Nach unserem Rundgang gönnen wir uns ein Stück des beliebten Mohnkuchens, trinken Affogato mit Schafsmilcheis und eine Molke mit Joghurt. Das Stiftsgut beschäftigt eine gelernte Konditorin, die traditionelle Thüringer Blechkuchen backt. Das kommt nicht nur bei den zahlreichen Touristen gut an, die im Biergarten eine Pause vom Radfahren einlegen, sondern auch bei uns. Ich mag eigentlich weder Mohn noch Rosinen besonders gern, aber der Kuchen ist trotzdem köstlich. Auch die Molke und der Schafsmilch-Affogato sind super.
©Mira Held, TTG
Ermutigt von diesem Kaffee-Erlebnis schlendern wir noch eine große Runde um das Stiftsgut und beobachten die Wasserbüffel. Im goldenen Abendlicht lassen wir den Abend danach im Biergarten am Teich ausklingen. Es gibt Rother-Bräu, ein Bier aus einer familiengeführten Brauerei aus der Rhön und allerlei eigene Spezialitäten vom Stiftsgut.

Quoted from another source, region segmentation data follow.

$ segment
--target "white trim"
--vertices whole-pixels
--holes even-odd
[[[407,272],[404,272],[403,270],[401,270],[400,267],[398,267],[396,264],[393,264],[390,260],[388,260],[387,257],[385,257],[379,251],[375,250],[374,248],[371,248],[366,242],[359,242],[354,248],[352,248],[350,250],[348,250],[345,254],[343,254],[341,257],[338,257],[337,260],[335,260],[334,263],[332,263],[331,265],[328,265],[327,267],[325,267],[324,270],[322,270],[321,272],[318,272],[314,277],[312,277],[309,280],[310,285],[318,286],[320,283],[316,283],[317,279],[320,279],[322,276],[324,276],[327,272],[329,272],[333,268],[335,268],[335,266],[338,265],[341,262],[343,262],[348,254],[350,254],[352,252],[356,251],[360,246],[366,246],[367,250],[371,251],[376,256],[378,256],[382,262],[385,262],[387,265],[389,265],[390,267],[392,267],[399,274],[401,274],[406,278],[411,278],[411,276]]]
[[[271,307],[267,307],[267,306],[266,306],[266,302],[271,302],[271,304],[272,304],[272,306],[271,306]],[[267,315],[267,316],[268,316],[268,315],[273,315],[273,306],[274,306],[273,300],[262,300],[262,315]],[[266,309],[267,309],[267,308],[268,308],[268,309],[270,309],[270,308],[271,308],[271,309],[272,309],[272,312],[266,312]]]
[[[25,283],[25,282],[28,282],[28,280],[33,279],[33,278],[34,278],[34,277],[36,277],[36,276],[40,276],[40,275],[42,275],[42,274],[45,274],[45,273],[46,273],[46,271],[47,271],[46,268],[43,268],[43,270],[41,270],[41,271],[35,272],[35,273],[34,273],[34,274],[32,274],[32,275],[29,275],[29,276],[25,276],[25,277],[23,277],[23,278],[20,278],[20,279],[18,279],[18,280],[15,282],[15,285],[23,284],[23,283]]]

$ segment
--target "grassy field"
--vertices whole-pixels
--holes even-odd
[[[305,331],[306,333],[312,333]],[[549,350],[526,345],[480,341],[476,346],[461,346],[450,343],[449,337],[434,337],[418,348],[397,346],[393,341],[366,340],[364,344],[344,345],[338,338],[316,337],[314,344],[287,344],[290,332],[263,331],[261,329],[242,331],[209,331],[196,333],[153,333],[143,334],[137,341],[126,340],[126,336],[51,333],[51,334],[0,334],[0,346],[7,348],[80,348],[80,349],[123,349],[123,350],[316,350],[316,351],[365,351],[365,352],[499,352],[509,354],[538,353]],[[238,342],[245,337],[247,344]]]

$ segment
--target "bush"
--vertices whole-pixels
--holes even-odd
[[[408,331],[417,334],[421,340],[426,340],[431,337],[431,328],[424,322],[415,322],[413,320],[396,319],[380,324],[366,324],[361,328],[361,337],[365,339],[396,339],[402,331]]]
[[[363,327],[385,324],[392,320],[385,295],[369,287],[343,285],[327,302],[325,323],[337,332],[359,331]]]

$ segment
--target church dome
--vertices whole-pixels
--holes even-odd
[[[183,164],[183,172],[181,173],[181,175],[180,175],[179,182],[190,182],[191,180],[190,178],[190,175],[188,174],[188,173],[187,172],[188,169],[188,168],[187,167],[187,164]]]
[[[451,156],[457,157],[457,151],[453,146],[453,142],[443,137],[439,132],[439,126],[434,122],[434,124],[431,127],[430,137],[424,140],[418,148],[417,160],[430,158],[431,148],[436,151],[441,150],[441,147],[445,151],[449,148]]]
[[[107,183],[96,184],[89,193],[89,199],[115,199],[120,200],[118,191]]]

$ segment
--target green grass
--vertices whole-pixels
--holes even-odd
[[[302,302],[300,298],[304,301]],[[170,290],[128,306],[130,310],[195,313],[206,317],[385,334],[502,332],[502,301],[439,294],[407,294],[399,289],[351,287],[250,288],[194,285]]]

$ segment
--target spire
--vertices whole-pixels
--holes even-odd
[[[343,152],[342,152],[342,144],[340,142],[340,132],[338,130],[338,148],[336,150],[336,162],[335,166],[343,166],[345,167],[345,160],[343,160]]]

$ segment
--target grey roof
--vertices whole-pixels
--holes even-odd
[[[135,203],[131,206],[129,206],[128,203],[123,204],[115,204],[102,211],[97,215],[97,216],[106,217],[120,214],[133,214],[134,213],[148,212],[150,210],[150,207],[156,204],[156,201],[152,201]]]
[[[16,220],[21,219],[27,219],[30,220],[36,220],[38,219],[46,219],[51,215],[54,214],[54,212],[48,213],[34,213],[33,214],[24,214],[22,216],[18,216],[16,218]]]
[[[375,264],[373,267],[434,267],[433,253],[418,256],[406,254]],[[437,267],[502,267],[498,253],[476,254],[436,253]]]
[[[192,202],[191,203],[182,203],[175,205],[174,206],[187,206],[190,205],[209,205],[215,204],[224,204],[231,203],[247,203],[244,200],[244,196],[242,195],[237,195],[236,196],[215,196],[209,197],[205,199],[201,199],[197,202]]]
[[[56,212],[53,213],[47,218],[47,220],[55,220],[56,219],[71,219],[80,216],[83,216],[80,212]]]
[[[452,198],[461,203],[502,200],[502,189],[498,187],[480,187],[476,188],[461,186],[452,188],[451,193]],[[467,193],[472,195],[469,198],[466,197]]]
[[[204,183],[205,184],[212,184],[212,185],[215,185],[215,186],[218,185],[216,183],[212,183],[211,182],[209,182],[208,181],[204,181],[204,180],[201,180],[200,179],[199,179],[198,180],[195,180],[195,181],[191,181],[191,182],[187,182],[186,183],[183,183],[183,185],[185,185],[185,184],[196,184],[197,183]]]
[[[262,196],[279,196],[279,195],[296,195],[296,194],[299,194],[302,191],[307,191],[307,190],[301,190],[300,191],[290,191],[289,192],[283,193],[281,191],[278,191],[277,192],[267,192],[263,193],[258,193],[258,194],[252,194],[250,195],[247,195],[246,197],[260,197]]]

Wir entscheiden uns für Eintopf vom Wasserbüffel, gebackenen Schafskäse, Lammfilet und den CreuzBurger, dessen Patty aus einer Mischung von Gallowayrind- und Büffelfleisch gemacht wird. Slowfood wie es im Buche steht. Wir sind begeistert, wie viele Gerichte auf eigenen Produkten oder anderen Zutaten aus der Region basieren. Alle Lebensmittel, die im Restaurant verwendet werden, sind aus biologischem Anbau.
©Mira Held, TTG
Nachdem Flo und ich noch eine letzte Kugel vom leckeren Schafsmilcheis verdrückt haben, machen wir uns langsam auf den Weg zurück nach Erfurt. Schade eigentlich, dass wir uns nicht gleich ein Zimmer im Hotel gemietet haben.
Infos in Kürze:
Das Restaurant hat im Sommer täglich von 12.00 - 22.00 Uhr geöffnet. Im Winter ist eine Reservierung erforderlich. Der Biomarkt, in dem auch frisches Lamm-, Wasserbüffel- und Gallowayfleisch erhältlich sind, ist von Mi – Sa 10 – 18 Uhr geöffnet. Das Stiftsgut Wilhelmsglücksbrunn verfügt über 7 Ferienwohnungen und 20 Hotelzimmer.